Rainouts are never what a driver wants in the middle of a season and a tight points race. But East Carolina Motor Speedway’s Wesley Johnson has made the best of the situation and used the extra time to his benefit he tries for his fifth late model championship at the track.
Two weeks ago, Johnson was racing at Southern National Motorsports Park in North Carolina. On the first lap of the second race he was involved in a wreck that bent the front of his car and tore the fuel cell out. He and his team have been working daily to get the car ready to take it back to their home track of East Carolina, a NASCAR Whelen All-American Series sanctioned 0.375-mile asphalt tri-oval track in Robersonville, North Carolina.

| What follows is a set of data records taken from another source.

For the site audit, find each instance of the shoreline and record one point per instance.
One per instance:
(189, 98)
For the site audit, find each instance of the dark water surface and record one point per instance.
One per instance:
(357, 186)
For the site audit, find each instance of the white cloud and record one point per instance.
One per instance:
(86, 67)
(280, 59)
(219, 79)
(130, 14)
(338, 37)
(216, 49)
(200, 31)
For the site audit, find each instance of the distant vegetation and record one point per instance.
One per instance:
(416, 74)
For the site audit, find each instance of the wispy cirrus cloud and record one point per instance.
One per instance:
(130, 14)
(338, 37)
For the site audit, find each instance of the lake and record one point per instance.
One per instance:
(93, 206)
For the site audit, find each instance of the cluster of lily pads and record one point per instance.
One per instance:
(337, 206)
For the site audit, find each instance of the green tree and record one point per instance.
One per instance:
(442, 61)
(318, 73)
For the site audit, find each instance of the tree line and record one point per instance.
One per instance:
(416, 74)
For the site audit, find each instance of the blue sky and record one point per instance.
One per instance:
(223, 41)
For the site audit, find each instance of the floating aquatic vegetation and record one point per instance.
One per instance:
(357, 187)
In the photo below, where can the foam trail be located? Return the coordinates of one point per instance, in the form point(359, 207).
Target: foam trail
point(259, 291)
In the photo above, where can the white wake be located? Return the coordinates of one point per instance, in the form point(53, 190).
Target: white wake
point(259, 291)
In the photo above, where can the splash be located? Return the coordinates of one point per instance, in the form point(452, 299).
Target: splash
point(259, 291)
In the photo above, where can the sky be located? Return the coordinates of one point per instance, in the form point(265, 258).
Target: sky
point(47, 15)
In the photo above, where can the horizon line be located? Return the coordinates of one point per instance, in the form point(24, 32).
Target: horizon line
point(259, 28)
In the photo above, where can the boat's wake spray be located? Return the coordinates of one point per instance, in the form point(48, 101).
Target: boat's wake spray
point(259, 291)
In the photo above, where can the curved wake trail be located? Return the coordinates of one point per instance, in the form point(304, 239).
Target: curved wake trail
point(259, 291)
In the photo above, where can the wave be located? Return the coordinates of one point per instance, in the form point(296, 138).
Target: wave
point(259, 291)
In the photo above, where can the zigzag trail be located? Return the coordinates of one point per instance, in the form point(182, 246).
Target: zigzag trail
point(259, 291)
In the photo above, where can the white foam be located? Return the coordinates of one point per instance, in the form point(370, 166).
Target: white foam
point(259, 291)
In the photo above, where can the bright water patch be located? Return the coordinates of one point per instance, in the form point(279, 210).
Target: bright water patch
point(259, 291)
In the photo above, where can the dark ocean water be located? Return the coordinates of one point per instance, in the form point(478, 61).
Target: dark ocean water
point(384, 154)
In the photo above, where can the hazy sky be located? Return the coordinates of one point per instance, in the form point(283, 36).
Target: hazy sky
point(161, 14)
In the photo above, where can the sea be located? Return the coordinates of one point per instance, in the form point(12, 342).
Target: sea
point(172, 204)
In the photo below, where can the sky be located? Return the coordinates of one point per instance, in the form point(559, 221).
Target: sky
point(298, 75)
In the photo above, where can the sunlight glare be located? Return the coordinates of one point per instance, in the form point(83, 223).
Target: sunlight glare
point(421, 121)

The weekend after the wreck they were supposed to race at ECMS, but it was rained out, giving Johnson’s team an extra week to get the car back in top shape. The car would have been ready to go for last weekend, but another rain actually bought them a little more time.
“It’s gave us some extra time,” Johnson said. “We’ll be ready.”
East Carolina has two races remaining the next two weekends, and Johnson is currently in second in the track’s late model standings, 18 points out of first place.
It’s been six years since Johnson last won a title at East Carolina. He’s been racing there since he was 12 years old, spending four years in the track’s pure stock 4-cylinder kid’s class, where he won two track championships, and the last 12 years in a late model.
EAST CAROLINA STANDINGS
- Thomas Burbage Ldr
- Wesley Johnson -18
- Jeff Shiflett -22
- Kenneth Mercer -22
- Louis White -48
Johnson’s dad worked on another driver’s crew in the early ’90s, but never actually drove himself. Johnson is the first in his family to actually get behind the wheel of a race car.
“I just grew up loving racing,” Johnson said. “Ever since I was one week old they had me at the racetrack and when I got to the age where I could do it I told them I wanted a car and they got me one.
“I had a good friend of ours that raced. He got me out there in a truck and kind of showed me how to drive the track and all. And I went from there and had a few other people help me as I moved up into late models. But for the most part I just learned it over the years myself.”
The first year in a late model was a real struggle for Johnson and his crew. They blew up “a motor or two” and also got in a few wrecks.
It was midway through the second year when he started to hit his stride.
“We finally got a hang of it and we had a bunch of good years,” Johnson said. “Then the past few years we got where we stated struggling a little bit but I think we’re starting to turn it around now. Starting to get back to where we need to be.”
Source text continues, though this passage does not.